Popcorn balls qualify as candy, though of a fairly basic type. My experiences with candymaking have been limited to a few experiments with small quantities of salt caramel, so standing over a massive pot of molten sugar as it churned and bubbled its way towards the hard-crack stage was scary, but exciting.
It was definitely one of the more memorable Halloween-ish activities I've been involved in. Even if it didn't involve any brains.
(And not a bad way to celebrate an anniversary - did I mention that this blog is now a year old?)
Bobbie Sue's Popcorn Balls
This is a two-person process. Do not attempt it alone.
3 cups popcorn seeds (for a total of 48 cups of popped corn)
3 cups white sugar
3 cups brown sugar
2 cups corn syrup
1 cup water
4 teaspoons vinegar
3 cups butter (6 sticks) at room temperature, plus extra for greasing hands
Lay out sheets of waxed paper on a flat surface.
You can prepare the popped corn and the caramel at the same time (that's part of the reason why you need two people), but the popped corn must be ready before the caramel is done, because once the caramel is done, it's not going to wait.

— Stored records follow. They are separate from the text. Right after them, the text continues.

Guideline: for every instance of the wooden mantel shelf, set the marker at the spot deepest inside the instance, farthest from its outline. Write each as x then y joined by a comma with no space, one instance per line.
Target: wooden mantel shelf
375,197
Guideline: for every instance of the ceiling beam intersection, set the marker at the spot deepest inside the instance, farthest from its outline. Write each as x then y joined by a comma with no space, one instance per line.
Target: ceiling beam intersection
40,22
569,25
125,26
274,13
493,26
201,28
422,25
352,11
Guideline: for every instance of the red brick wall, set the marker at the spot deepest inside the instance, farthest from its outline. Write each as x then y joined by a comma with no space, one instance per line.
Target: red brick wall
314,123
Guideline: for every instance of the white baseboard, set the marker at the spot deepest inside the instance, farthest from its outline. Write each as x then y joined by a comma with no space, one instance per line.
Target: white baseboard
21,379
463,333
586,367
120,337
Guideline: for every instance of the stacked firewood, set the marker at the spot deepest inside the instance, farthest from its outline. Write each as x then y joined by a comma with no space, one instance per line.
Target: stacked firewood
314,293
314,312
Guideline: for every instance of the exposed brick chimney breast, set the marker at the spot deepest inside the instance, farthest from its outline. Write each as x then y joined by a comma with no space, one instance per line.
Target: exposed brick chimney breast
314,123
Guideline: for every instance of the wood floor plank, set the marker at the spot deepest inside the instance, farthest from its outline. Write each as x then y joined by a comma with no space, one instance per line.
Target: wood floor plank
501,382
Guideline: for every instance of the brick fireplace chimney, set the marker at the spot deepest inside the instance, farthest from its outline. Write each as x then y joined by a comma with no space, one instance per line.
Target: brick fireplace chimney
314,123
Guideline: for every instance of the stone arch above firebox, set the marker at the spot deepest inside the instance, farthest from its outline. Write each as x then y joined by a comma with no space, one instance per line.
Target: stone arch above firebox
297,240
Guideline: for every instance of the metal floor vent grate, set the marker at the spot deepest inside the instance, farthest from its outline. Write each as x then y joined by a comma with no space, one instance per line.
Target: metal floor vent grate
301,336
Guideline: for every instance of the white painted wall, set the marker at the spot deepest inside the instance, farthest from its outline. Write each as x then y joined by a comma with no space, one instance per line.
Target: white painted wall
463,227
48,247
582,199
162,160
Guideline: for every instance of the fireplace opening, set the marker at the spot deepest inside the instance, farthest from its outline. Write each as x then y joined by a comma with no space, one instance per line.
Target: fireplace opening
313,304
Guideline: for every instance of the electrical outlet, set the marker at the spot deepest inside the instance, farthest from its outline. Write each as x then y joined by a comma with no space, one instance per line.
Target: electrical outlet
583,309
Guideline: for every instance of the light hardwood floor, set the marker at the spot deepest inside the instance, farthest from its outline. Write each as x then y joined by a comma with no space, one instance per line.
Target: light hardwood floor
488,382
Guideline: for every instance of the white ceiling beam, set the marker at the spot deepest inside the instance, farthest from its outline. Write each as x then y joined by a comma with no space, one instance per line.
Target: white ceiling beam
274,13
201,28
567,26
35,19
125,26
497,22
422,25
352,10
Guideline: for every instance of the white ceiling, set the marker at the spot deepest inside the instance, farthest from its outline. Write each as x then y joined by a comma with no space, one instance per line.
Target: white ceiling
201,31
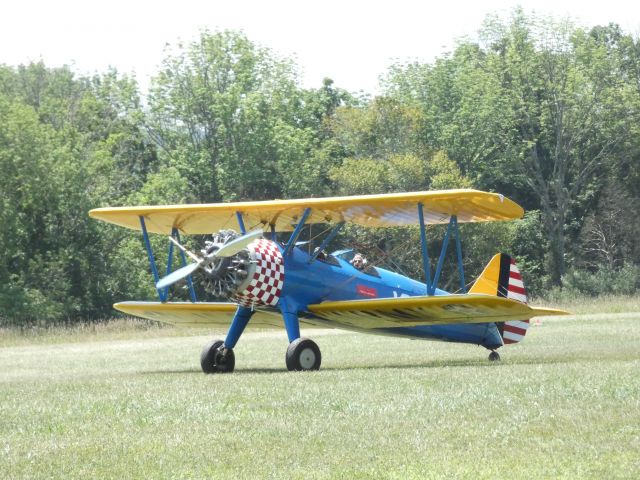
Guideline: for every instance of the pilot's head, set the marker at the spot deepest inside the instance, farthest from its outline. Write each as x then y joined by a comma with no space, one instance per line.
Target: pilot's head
358,261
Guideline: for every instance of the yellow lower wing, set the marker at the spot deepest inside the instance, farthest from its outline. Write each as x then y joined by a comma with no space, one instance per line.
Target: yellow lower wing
412,311
199,314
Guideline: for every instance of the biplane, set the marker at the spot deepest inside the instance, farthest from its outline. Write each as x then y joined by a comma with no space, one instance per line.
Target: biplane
254,261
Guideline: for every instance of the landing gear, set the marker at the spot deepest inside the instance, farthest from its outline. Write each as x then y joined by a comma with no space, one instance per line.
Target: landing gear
216,358
303,354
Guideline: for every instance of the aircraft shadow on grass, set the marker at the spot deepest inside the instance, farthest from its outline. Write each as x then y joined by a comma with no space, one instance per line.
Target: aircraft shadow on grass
557,360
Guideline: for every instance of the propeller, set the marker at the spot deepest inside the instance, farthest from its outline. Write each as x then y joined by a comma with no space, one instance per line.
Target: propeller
227,250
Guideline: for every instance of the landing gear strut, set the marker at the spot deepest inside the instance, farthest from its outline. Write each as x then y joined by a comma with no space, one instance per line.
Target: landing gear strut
216,358
303,354
494,356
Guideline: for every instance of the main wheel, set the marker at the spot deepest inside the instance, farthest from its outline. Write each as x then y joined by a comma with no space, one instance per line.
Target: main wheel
216,359
303,354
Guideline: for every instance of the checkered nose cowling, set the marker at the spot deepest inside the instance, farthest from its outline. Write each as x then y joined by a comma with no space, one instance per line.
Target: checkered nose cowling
264,284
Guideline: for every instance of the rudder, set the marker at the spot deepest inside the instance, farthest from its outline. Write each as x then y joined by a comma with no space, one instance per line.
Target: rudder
501,277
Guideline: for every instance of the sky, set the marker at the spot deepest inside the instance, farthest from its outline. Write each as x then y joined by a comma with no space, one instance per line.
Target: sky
351,42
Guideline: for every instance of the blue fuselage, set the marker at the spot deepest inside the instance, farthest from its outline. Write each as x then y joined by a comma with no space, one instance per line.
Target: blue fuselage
310,281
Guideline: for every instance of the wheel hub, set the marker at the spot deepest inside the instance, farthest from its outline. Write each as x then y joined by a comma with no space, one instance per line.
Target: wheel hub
307,358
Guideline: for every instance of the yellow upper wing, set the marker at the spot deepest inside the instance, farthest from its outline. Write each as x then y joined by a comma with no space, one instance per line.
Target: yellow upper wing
394,209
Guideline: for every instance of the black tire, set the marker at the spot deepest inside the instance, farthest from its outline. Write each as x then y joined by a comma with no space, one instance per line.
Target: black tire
212,360
303,354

Pop the corn. You will be making a lot of popped corn. You will need a very, very large pot or bowl to hold the popped corn - big enough to cook or bathe a three year-old in.
Get out a large, solid, heavy-bottomed pot, not quite as large as the one holding the popcorn, but large enough to cook a baby. Molten sugar bubbles up as it cooks, and you will be very, very sorry if you use a pot that is too small.

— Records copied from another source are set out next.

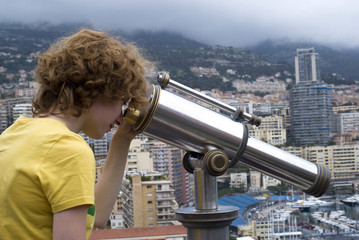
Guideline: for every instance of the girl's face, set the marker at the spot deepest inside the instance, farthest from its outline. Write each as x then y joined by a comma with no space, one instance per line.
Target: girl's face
102,116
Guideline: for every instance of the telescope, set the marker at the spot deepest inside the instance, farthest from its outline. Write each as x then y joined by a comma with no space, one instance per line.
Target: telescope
215,137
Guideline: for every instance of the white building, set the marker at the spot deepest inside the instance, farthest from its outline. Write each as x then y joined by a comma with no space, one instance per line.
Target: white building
23,109
347,122
238,180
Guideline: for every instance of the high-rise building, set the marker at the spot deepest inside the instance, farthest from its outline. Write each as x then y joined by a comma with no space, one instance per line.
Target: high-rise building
310,102
9,107
271,130
347,122
148,200
307,65
167,160
3,117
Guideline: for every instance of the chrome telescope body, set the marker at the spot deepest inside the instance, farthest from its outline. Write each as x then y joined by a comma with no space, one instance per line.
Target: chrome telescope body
174,119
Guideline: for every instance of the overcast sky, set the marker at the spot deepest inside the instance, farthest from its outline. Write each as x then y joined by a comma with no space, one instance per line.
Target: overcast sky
238,23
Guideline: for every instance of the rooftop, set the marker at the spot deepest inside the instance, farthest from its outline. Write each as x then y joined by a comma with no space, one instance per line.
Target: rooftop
158,233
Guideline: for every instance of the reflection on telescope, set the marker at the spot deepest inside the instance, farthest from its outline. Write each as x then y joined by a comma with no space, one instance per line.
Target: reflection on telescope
214,142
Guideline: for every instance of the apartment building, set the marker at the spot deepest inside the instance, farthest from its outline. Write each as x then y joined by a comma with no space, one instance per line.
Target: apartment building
3,117
311,113
167,160
306,65
139,157
342,160
9,107
148,200
238,180
23,109
271,130
347,122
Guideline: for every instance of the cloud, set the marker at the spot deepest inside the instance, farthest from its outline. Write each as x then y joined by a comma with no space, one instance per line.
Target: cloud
226,22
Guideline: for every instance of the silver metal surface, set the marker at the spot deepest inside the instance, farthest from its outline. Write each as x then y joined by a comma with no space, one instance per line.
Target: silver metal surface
205,187
190,126
207,99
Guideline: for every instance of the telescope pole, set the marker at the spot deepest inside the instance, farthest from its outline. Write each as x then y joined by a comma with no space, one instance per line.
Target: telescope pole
207,220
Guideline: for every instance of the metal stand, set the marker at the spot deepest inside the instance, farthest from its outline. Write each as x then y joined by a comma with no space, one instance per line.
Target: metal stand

Put the white sugar, brown sugar, corn syrup, water, and vinegar in the pot. Heat, stirring slowly, until the mixture reaches a boil and starts to bubble.
Put your candy thermometer in the mixture, and cook, stirring continuously, until it reaches 260F, also known as the hard-ball stage. (It's the point at which a spoonful of the mixture, dropped into cold water, will form a hard ball.)
Once the mixture hits the hard-ball stage, reduce the heat, and stir in the butter, a stick at a time. When the butter has been fully incorporated, remove the pot from heat and get ready to work quickly.
One person needs to stir the popcorn while the other pours the caramel into the mixture. You may need to move the pot around; if you create a moving stream of molten caramel, keep a careful eye on the other person's hands. Molten caramel causes nasty, nasty burns.
When all the caramel has been incorporated into the popcorn, you'll want to grease your hands up to the wrists in butter. Take handfuls of the popcorn mixture, and shape into balls roughly three inches in diameter, setting them on the waxed paper as you go. Be sure to only take handfuls off the top, so that you're only working with the stuff that's had some time to cool, and re-butter your hands as necessary.
When all the popcorn balls have been formed and allowed to cool, wrap them in more waxed paper. Give them only to people you really like.